Photo Credit: PR, Bigcommerce

Australia-based e-commerce platform Bigcommerce today announced raising $50 million (USD) in Series D funding.

The company will use the funds to invest in product development, grow sales and marketing, and expand its business to new markets.

The financing was led by SoftBank Capital, a venture firm affiliated with SoftBank Corp., and included Telstra Ventures and American Express, as well as existing investors General Catalyst and Revolution Growth.

Steve Murray, a partner at SoftBank Capital, will join the Bigcommerce board. “Bigcommerce’s easy-to-use, cloud-based platform allows businesses of all sizes to rapidly build and deploy full-service e-commerce and m-commerce tools to grow revenues,” said Murray. “We are thrilled to partner with Eddie (Bigcommerce Co-founder) and this outstanding leadership team as the business achieves scale and accelerates its growth both in the US and internationally,” he added.

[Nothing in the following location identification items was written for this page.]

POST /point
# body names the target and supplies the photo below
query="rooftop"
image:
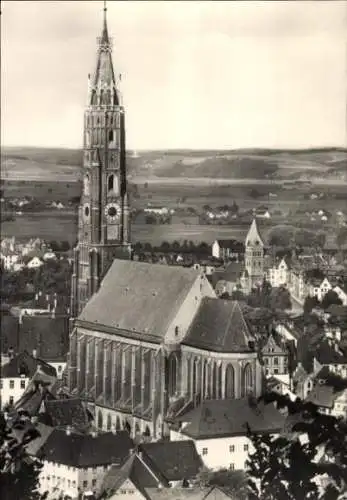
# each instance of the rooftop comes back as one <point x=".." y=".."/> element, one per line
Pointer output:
<point x="229" y="417"/>
<point x="26" y="365"/>
<point x="219" y="326"/>
<point x="139" y="298"/>
<point x="86" y="450"/>
<point x="173" y="460"/>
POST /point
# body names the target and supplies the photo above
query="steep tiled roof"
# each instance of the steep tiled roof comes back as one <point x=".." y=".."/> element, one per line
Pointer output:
<point x="64" y="412"/>
<point x="173" y="460"/>
<point x="327" y="355"/>
<point x="219" y="325"/>
<point x="85" y="450"/>
<point x="271" y="347"/>
<point x="32" y="399"/>
<point x="139" y="297"/>
<point x="196" y="493"/>
<point x="323" y="395"/>
<point x="134" y="469"/>
<point x="232" y="272"/>
<point x="228" y="417"/>
<point x="49" y="336"/>
<point x="24" y="363"/>
<point x="253" y="237"/>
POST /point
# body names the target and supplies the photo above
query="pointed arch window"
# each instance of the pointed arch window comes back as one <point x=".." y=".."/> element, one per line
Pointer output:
<point x="219" y="382"/>
<point x="100" y="420"/>
<point x="110" y="182"/>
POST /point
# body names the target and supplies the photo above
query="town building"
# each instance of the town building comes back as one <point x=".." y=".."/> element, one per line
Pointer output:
<point x="152" y="339"/>
<point x="225" y="249"/>
<point x="170" y="464"/>
<point x="279" y="274"/>
<point x="76" y="463"/>
<point x="17" y="373"/>
<point x="275" y="357"/>
<point x="253" y="274"/>
<point x="219" y="431"/>
<point x="103" y="216"/>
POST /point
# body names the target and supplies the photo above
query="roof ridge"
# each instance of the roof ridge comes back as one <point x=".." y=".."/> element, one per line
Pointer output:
<point x="229" y="322"/>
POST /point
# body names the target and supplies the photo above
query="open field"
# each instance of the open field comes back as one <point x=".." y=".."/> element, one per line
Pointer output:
<point x="65" y="228"/>
<point x="178" y="179"/>
<point x="64" y="164"/>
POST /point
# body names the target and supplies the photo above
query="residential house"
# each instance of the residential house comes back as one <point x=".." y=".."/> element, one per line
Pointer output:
<point x="219" y="431"/>
<point x="261" y="212"/>
<point x="297" y="284"/>
<point x="329" y="401"/>
<point x="45" y="336"/>
<point x="226" y="249"/>
<point x="229" y="279"/>
<point x="341" y="293"/>
<point x="275" y="358"/>
<point x="329" y="355"/>
<point x="17" y="373"/>
<point x="192" y="493"/>
<point x="318" y="288"/>
<point x="302" y="382"/>
<point x="49" y="255"/>
<point x="76" y="463"/>
<point x="281" y="384"/>
<point x="154" y="465"/>
<point x="158" y="210"/>
<point x="279" y="274"/>
<point x="35" y="263"/>
<point x="9" y="259"/>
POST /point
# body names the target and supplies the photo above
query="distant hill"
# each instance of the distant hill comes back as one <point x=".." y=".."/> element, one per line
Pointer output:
<point x="29" y="163"/>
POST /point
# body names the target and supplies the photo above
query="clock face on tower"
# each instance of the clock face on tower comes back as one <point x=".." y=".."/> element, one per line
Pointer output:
<point x="112" y="212"/>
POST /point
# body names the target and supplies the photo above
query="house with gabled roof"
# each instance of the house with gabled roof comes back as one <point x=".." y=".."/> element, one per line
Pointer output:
<point x="226" y="249"/>
<point x="219" y="429"/>
<point x="192" y="493"/>
<point x="153" y="465"/>
<point x="17" y="374"/>
<point x="275" y="357"/>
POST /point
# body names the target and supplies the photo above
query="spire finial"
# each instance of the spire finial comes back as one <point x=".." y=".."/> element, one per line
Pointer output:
<point x="104" y="36"/>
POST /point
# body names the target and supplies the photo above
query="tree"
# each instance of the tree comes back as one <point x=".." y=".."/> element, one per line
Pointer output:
<point x="287" y="467"/>
<point x="280" y="299"/>
<point x="281" y="236"/>
<point x="19" y="473"/>
<point x="234" y="482"/>
<point x="330" y="298"/>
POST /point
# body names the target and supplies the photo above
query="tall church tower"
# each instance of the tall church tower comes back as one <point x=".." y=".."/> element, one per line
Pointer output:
<point x="254" y="257"/>
<point x="103" y="216"/>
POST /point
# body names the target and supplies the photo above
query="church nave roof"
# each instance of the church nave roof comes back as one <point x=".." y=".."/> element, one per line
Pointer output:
<point x="219" y="326"/>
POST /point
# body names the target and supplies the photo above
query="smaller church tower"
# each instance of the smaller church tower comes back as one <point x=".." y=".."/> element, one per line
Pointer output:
<point x="254" y="258"/>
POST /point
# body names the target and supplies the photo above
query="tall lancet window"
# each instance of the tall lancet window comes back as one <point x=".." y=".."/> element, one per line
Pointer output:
<point x="86" y="183"/>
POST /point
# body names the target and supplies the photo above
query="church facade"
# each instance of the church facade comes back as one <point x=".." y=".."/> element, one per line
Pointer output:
<point x="253" y="273"/>
<point x="147" y="341"/>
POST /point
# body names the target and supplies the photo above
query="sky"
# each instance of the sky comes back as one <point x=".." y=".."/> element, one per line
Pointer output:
<point x="196" y="75"/>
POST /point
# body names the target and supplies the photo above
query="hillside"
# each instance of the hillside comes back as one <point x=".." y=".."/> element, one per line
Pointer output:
<point x="64" y="164"/>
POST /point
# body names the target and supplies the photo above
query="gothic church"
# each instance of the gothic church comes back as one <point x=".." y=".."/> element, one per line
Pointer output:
<point x="147" y="341"/>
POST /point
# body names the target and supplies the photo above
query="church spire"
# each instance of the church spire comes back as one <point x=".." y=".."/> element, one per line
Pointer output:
<point x="104" y="40"/>
<point x="102" y="87"/>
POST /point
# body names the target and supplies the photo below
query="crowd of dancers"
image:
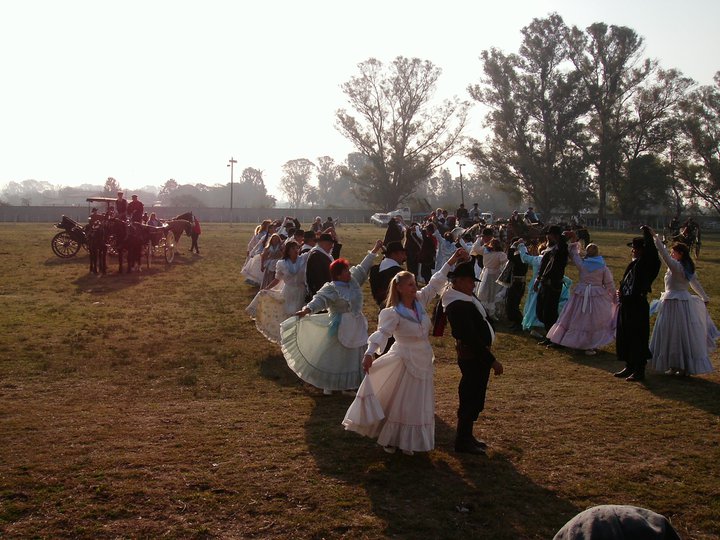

E-commerce as a segment of the total retail market is growing at 30 per cent per year and is expected to reach US$2 trillion in sales worldwide in 2015, according to a Bigcommerce research. The company has seen significant year-over-year revenue growth and is approaching US$5 billion in total online sales across merchants, shared an official release.

Credit cards investing in eCommerce

“American Express is committed to helping small merchants, and our investment in Bigcommerce is one of the many ways we are working to equip these businesses with resources that can enable them to grow,” said Tyler Vaughey, Vice President, US Small Merchants, American Express.

Bigcommerce recently added new features to the platform, including Bigcommerce Analytics, an enterprise-grade real-time reporting tool; the Single Click App Store, an easy way for merchants to integrate their store with the other software they use to run their business; one-click payments setup, where merchants can set up popular payment options like PayPal and Stripe; and a new theme store, further stated the release.